Whether or not I could have resisted the backward beckoning without the counter-fascination of the vast palm tree, I do not know. This attraction was now dominant, and I left the path and crawled on hands and knees down the valley’s slope despite my fear of the grass and of the serpents it might contain. I resolved to fight for life and reason as long as possible against all menaces of sea or land, though I sometimes feared defeat as the maddening swish of the uncanny grasses joined the still audible and irritating pounding of the distant breakers. I would frequently pause and put my hands to my ears for relief, but could never quite shut out the detestable sound. It was, as it seemed to me, only after ages that I finally dragged myself to the beckoning palm tree and lay quiet beneath its protecting shade.

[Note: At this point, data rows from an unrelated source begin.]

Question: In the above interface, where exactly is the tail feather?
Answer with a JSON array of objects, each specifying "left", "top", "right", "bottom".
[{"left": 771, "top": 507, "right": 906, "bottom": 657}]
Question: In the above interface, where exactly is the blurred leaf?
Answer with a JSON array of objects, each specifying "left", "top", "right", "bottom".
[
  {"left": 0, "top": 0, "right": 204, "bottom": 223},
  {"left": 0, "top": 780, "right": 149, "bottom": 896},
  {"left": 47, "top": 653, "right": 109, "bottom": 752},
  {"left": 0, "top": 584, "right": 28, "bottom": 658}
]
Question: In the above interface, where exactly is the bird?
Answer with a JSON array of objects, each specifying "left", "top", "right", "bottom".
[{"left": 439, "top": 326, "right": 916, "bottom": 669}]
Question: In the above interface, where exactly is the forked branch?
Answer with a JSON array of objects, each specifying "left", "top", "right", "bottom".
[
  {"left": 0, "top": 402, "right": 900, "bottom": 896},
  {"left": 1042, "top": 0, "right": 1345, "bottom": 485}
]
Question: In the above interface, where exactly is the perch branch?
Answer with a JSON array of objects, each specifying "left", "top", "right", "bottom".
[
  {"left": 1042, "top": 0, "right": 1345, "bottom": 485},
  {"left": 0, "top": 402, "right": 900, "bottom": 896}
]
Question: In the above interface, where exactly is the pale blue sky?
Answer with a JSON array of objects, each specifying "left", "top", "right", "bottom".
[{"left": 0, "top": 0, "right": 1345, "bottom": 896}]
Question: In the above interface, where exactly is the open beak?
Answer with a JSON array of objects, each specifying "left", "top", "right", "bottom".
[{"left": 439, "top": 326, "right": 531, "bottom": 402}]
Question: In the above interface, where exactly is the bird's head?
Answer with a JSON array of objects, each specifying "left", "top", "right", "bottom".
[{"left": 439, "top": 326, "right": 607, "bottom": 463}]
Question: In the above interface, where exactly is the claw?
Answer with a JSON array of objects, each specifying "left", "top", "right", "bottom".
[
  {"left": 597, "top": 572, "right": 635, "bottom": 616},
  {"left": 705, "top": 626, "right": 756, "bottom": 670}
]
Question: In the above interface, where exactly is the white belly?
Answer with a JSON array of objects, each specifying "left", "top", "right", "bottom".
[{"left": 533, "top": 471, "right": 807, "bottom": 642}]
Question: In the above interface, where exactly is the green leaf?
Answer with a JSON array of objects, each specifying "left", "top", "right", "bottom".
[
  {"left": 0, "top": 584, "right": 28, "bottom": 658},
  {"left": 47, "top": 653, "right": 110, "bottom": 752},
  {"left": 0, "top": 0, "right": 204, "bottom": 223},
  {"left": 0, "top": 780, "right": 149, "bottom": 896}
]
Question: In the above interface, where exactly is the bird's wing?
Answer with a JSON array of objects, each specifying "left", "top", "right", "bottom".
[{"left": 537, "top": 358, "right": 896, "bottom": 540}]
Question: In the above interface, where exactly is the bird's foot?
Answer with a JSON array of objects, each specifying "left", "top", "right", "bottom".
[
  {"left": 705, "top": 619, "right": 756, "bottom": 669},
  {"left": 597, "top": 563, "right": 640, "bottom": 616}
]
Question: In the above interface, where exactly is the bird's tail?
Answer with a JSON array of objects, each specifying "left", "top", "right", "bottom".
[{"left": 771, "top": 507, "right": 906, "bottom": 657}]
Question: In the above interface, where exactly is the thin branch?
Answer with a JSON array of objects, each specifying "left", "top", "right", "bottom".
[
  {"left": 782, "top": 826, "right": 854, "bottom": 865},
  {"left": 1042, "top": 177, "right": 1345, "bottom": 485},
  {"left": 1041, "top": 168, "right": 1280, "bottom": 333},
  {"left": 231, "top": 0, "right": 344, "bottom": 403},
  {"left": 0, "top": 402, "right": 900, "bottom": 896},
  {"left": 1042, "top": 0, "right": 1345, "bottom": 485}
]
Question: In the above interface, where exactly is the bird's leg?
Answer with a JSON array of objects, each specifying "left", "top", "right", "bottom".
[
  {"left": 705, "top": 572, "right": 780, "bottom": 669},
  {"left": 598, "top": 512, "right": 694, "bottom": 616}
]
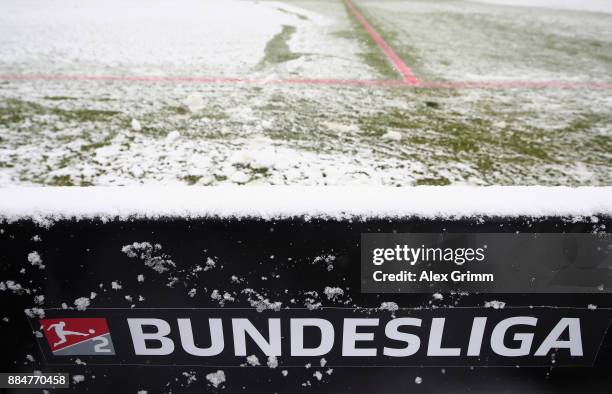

There now ensued a series of incidents which transported me to the opposite extremes of ecstasy and horror; incidents which I tremble to recall and dare not seek to interpret. No sooner had I crawled beneath the overhanging foliage of the palm, than there dropped from its branches a young child of such beauty as I never beheld before. Though ragged and dusty, this being bore the features of a faun or demigod, and seemed almost to diffuse a radiance in the dense shadow of the tree. It smiled and extended its hand, but before I could arise and speak I heard in the upper air the exquisite melody of singing; notes high and low blent with a sublime and ethereal harmoniousness. The sun had by this time sunk below the horizon, and in the twilight I saw an aureole of lambent light encircled the child’s head. Then in a tone of silver it addressed me: “It is the end. They have come down through the gloaming from the stars. Now all is over, and beyond the Arinurian streams we shall dwell blissfully in Teloe.” As the child spoke, I beheld a soft radiance through the leaves of the palm tree, and rising, greeted a pair whom I knew to be the chief singers among those I had heard. A god and goddess they must have been, for such beauty is not mortal; and they took my hands, saying, “Come, child, you have heard the voices, and all is well. In Teloe beyond the Milky Way and the Arinurian streams are cities all of amber and chalcedony. And upon their domes of many facets glisten the images of strange and beautiful stars. Under the ivory bridges of Teloe flow rivers of liquid gold bearing pleasure-barges bound for blossomy Cytharion of the Seven Suns. And in Teloe and Cytharion abide only youth, beauty, and pleasure, nor are any sounds heard, save of laughter, song, and the lute. Only the gods dwell in Teloe of the golden rivers, but among them shalt thou dwell.”